Baseball’s small ball strategy is to “get ’em on, get ’em over, get ’em home.” The premise is that to win you don’t need to swing for the fences every at-bat. Great Barrington Affordable Housing Trust Fund (GBAHTF) Board member Bill Cooke is investigating an affordable housing small ball strategy to get folks into homes. Rather than a 50-unit project, he is tossing around the idea of charming cottages of about 750 square feet, with up to eight cottages on a lot. Great Barrington should be listening closely to his pitch.
At the GBAHTF meeting on February 20, Cooke received permission to form a subcommittee to explore his concept of building quaint Oak Bluff-like cottages around town. Cooke’s point is that “if people can’t afford the houses we have, we have to build houses they can afford.” Truer words…
In a chat a few days after the meeting, Cooke explained, “[T]he plan calls for individuals to own the homes, and the Affordable Housing Trust Fund will own the land. Having the Affordable Housing Trust Fund owning the land permits us to put deed restrictions on the house. We don’t want someone just living in the house for five years and flipping it for a profit.” Right, affordable housing now, and affordable housing in the future, because it looks like we are going to cure affordable housing just after we cure cancer.
As currently envisioned, assuming you can build the cottages for about $225,000 each, GBAHTF will lend homeowners the downpayment of $15,000, and the homeowners will take out a mortgage of about $210,000 to finance the rest. To qualify for the program, homeowners may not earn more than 100 percent of Area Median Income (AMI). To qualify today, a one-person household may earn no more than $71,050, and a two-person household may earn not more than $81,200. Thus, based on current mortgage rates with insurance and taxes (which taxes would be assessed on improvements but not the land), the homeowners could expect to pay slightly more than $2,000 per month.
So, for about what it costs to rent an apartment in Great Barrington (this is hypothetical of course; let’s pretend there are apartments available to rent), the homeowners will be able to receive most of the benefits of home ownership: building equity monthly, tax deductions, and the like. “This is a way for people who would ordinarily be renting a house to own a house,” Cooke said. Not that you need to be sold on the virtue of home ownership, but Cooke suggests this as a path to wealth-building. The only thing Cooke’s plan doesn’t permit is real estate speculation. We should all be fine with that.
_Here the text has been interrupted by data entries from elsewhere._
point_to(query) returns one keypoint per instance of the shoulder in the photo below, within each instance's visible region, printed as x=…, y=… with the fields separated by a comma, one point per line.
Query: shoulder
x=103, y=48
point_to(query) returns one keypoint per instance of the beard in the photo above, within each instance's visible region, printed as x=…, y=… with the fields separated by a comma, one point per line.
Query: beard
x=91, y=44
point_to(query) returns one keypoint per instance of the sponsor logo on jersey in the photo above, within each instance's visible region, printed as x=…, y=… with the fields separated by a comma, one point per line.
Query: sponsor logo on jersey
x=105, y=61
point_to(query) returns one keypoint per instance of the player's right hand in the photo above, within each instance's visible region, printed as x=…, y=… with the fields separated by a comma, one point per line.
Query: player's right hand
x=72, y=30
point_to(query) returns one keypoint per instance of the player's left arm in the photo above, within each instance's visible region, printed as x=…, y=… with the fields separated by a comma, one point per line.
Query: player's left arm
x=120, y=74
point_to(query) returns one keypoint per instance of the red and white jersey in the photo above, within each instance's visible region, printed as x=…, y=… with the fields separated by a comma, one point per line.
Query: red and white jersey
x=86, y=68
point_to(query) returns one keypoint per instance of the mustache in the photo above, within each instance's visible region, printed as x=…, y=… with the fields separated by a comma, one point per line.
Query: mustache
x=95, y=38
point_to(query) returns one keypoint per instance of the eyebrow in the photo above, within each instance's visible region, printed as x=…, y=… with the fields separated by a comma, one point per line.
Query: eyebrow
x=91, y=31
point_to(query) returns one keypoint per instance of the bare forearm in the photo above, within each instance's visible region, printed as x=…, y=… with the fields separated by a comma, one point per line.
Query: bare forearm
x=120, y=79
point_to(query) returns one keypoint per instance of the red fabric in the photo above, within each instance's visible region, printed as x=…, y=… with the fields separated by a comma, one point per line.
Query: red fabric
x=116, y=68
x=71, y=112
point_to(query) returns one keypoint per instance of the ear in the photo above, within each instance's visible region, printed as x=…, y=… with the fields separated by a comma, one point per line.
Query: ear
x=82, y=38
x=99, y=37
Cooke explained that when it is time to sell, the homeowner will “only be able sell to someone who is income qualified. Price of the home will be indexed to AMI. So if AMI goes up 5 percent, then the cost of the house will go up 5 percent. The point is that the home will always be affordable to someone that is at 100 percent of Area Median Income. [The house is] not going to double in price. [The] whole point is to make it affordable. But if you stay in the house for 30 years, you will have $210k in equity because you were paying down the mortgage. If you rent for thirty years, at the end of thirty years, you’ve got nothing. Owning a house is like an enforced savings. It’s a wealth builder. This will be a slower wealth builder.”
Let’s consider the size of the proposed cottages. In 2022, the average size of a single-family home in Massachusetts was 1,800 square feet. So, sure, the proposed cottages are smaller than the average home, but that doesn’t mean their size is unworkable. Designed efficiently, 750 square feet works. And smaller homes are easier on the environment and less expensive to maintain. A win for everyone.
Cooke remarked that most of the original homes in Levittown, the first mass-produced housing development, were 750 square feet. Interesting to note, then, that between 1947 and 1951, 17,000 homes were built in Levittown. Clearly, home size was not an impediment to thousands of happy homeowners (of course, to say that, you need to ignore Levittown’s deep racism and awful uniformity, but I digress).
I think we can all acknowledge we are in the midst of a housing crisis. In 2022, Massachusetts ranked 41st nationally in increasing its housing stock (at 5.9 new housing units per 1,000 existing units in 2022, half the national average of 11.7 new units). Going hand-in-hand, in 2022, Massachusetts ranked as the fourth most expensive state to live in due to its “housing affordability score”; a two-bedroom apartment in Massachusetts is six times more expensive than in Michigan. We need to attack the problem from every angle possible. Cute cottages could be one appealing way.
When he was President Clinton’s secretary of the treasury, Lawrence Summers was asked why it was so important for the government to promote homeownership. He said that in the history of the world, no one has ever washed a rented car. By that I think he means we are better when we are invested in our neighborhoods. And for many, homeownership remains part of the American dream, but it sure is hard to promote homeownership when a variety of macroeconomic factors have made homeownership so very difficult to obtain.
Let’s agree that Cooke is on the right track: We need to figure out a way to build houses that people can afford. Let’s agree that there is no single panacea to cure Great Barrington’s housing challenges, and we need to come at the problem from all directions. I am pulling for Cooke and the Great Barrington Affordable Housing Trust Fund, and thinking how lovely it would be if our town were fortunate enough to have Oak Bluff-like cottages here and there.